We shouldn’t have to have a Ryan Newman 2020 or Myatt Snyder 2022 type crash for folks to realize these drivers aren’t invincible. There’s way more important things happening during a last-lap incident than who won or repacking the cars to wreck again.

It’s much more paramount that we tend to the drivers involved and make sure no one is seriously hurt.

Fox’s Broadcast = Abysmal at best

No, I’m not talking about commercials. We had less of those than it appears because it was so front-loaded on the broadcast.

Broadcasters have to pay bills, and it is what it is.

My problem is that they weren’t covering the race when the race was on. They’d hit a talking point or two, but it was mostly about nonsense.

We didn’t get to see the end of green flag pit stops to see how the field shook out. We missed several care center interviews (including the MPD) and showed Tony adjusting his tie instead for some reason.

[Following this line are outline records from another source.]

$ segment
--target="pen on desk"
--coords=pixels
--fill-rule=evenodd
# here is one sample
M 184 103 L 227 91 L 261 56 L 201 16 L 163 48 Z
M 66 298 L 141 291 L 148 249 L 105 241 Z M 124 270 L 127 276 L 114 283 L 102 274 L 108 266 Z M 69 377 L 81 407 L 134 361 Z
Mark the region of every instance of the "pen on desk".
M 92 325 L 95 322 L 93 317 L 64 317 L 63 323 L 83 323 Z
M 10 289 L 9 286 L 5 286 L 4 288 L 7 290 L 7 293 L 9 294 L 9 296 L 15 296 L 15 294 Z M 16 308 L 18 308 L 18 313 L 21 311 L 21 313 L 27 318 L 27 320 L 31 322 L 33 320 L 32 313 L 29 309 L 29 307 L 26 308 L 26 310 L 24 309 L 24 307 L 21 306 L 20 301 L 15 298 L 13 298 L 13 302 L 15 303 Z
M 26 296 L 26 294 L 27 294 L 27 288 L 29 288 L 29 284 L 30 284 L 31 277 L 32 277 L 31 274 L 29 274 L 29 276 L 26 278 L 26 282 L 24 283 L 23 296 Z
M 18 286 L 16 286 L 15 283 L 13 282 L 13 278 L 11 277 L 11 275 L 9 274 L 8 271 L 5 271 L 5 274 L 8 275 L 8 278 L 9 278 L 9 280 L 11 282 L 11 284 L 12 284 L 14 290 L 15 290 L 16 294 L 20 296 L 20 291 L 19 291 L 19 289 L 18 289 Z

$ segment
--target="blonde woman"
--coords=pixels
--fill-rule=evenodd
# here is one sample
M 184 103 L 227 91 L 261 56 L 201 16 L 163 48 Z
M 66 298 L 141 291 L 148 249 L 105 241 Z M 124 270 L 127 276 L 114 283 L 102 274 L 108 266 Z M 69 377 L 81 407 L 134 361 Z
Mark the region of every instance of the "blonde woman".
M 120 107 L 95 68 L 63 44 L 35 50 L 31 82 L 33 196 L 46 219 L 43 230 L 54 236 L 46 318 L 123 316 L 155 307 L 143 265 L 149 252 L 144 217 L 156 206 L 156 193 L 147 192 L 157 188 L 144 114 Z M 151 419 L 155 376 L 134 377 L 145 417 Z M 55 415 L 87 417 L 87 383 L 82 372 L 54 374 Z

The camera shots were good as always, yet the production quality overall was fucking abysmal and desperately needs work.

I love Mike Joy. Even he can only do so much to try to elevate a program that’s being produced so damn badly.

I’m struggling to end this on a positive note, so I’ll end with this: congrats to Greg Van Alst on winning the ARCA race at Daytona and doing it cleanly.

Always great to see the little guy show out, and you did it on the biggest stage this weekend. Congrats to you and your entire crew!